Add this to the growing list of companies recently struck by malicious cyberattacks originating from criminals and nation states, including China and Russia, we’ve entered a new era of digital warfare and vulnerabilities. Good thing we don’t rely on computers or the internet for anything important.
It’s well past time for our federal and provincial governments to take this risk seriously. Instead of just reacting to attacks, they need to put more resources into combatting threats before they emerge – a strong offence is the best defence.
ER closures inspire ingenuity
According to a recent BC United pre-campaign ad dated July 15, there’ve been 38 recent ER closures. Rural communities are hardest hit. When the local hospital is closed, residents may have to drive several hours to the next nearest ER.
“Over the weekend, every hospital in the Peace Region was on diversion except Dawson Creek,” Peace River South MLA, Mike Bernier, told Northern Beat. “You can imagine if we had to divert that one, what would have happened — a four hour drive to Prince George for the Peace Region. That’d be like telling somebody in Langley the nearest hospital they can go to is in Kelowna, and please drive there.”

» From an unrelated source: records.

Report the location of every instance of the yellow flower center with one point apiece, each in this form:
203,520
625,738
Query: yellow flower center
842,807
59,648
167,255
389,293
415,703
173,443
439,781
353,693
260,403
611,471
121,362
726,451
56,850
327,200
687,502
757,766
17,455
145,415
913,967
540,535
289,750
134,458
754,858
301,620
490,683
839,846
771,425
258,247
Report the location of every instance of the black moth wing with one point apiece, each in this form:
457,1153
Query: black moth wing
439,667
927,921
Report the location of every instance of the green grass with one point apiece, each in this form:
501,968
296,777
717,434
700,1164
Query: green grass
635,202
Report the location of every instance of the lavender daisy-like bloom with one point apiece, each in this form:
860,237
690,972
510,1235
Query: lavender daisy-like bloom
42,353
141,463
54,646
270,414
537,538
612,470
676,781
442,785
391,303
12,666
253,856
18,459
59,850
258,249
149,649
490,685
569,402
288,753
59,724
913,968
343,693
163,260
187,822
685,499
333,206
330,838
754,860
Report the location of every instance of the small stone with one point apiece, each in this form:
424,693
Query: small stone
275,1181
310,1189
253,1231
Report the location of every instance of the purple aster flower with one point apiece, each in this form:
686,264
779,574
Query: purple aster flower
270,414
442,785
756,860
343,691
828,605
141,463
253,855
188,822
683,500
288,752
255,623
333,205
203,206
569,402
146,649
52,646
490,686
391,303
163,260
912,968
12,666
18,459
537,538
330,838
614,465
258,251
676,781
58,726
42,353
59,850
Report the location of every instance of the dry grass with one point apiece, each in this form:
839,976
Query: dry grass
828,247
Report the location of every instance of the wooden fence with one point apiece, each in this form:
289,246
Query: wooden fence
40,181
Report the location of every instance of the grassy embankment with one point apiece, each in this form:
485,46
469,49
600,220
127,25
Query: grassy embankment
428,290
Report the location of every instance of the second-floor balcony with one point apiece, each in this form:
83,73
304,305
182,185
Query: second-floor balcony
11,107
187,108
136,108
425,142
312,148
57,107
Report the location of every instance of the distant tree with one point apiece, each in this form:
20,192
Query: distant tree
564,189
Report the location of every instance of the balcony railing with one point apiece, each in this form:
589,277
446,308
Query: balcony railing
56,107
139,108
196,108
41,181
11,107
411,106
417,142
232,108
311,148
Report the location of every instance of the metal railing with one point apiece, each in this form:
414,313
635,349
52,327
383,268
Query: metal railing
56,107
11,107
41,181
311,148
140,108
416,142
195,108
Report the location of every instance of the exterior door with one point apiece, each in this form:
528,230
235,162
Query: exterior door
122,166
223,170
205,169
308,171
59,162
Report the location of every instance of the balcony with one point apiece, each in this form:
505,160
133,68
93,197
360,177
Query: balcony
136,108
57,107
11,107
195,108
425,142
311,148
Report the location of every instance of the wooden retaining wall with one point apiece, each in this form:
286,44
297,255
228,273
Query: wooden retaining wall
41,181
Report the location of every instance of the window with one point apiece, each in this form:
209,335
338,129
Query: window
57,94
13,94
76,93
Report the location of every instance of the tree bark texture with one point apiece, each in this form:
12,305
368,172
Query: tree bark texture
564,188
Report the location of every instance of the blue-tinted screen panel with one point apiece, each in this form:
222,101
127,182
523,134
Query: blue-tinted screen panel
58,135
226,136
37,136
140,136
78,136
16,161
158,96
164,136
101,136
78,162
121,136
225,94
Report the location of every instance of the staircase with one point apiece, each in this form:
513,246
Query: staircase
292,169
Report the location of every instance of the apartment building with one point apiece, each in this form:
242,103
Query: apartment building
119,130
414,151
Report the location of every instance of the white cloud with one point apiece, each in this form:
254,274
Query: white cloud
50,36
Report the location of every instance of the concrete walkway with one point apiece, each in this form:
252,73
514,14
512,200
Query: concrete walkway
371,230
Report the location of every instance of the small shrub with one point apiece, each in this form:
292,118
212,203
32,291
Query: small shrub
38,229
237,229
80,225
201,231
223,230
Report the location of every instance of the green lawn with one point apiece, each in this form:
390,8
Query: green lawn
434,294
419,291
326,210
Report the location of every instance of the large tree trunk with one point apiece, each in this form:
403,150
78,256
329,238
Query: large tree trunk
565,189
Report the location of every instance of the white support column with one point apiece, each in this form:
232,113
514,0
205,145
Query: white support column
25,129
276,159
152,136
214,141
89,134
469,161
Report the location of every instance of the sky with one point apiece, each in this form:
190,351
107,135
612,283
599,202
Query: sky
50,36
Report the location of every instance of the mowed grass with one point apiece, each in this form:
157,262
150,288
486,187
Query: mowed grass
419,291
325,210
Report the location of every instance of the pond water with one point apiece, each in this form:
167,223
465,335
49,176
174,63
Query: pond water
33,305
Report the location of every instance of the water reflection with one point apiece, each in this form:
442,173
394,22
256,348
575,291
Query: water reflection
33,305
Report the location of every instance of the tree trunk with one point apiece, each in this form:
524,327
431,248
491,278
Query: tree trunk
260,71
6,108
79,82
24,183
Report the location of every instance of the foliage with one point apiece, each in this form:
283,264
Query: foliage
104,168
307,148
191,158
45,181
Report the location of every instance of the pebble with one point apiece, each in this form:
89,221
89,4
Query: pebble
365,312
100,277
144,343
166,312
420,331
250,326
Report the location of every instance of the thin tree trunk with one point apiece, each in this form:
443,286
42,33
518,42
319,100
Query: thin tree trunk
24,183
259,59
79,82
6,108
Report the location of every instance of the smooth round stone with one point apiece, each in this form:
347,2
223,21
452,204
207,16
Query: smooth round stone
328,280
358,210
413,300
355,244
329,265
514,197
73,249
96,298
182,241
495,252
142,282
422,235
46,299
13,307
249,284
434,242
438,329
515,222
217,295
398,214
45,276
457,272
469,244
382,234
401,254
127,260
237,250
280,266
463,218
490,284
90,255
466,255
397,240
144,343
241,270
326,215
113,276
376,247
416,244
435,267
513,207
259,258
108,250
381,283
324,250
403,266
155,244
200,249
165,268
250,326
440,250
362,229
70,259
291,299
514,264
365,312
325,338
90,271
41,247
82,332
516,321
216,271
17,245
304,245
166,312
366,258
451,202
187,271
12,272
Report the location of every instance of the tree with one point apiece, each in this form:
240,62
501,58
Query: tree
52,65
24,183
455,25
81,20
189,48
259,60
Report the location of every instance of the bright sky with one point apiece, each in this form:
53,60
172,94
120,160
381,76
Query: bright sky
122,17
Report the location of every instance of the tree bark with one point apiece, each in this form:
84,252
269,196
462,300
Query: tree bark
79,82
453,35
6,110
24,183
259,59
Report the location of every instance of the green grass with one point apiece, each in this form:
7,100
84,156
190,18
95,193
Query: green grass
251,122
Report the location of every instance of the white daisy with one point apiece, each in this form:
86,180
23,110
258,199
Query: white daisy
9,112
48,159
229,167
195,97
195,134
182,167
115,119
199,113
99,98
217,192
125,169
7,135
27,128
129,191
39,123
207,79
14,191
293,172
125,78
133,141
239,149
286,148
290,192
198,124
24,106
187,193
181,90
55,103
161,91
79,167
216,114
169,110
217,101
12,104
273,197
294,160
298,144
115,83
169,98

Dawson Creek city council got tired of waiting for the province to fix the situation and stepped up with their own solution. Council bought a local medical clinic to deal with staffing shortages and keep as many doctors as it can in town. Rob Shaw has the story.
Peace River regional district reps have requested an audit of Northern Health. “One diversion is too many. But now it’s just day after day,” board chair Brad Sperling said at a district meeting last week. When the ER in Fort St. John is closed, the waiting time at Dawson Creek Hospital is nine hours, according to Pouce Coupe Mayor Danielle Veach. Tania Finch reports.
Election platforms are emerging
Speaking of healthcare, BC Conservatives leader John Rustad released his party’s plan for reforming healthcare, which BC United immediately pointed out looked a lot like the one they announced several weeks prior. For the BC NDP healthcare platform, visit your nearest ER.
The Paperbag Precious province
Last word goes to the bag debacle story that began unfolding (harhar) in BC on July 15. The ban on single-use bags was implemented with a disincentive to consumers who shamelessly show up to the grocery store without an armload of reusable bags. Businesses must now charge recycling infractors .25 cents per paper bag and $2 for a reusable bag. It’s supposed to apply mainly to grocers and retailers, but of course some businesses are jumping all over the opportunity to squeeze more bucks from consumers. Todd Corrigall, wrote a piece on it this week… just before he got dinged for a bag fee at his local Prince George McDonalds.
That’s it for today. Thanks for reading.
Hope you can enjoy some summer sun wherever you are. If you’ve got a wildfire raging near you, stay safe and breath shallow!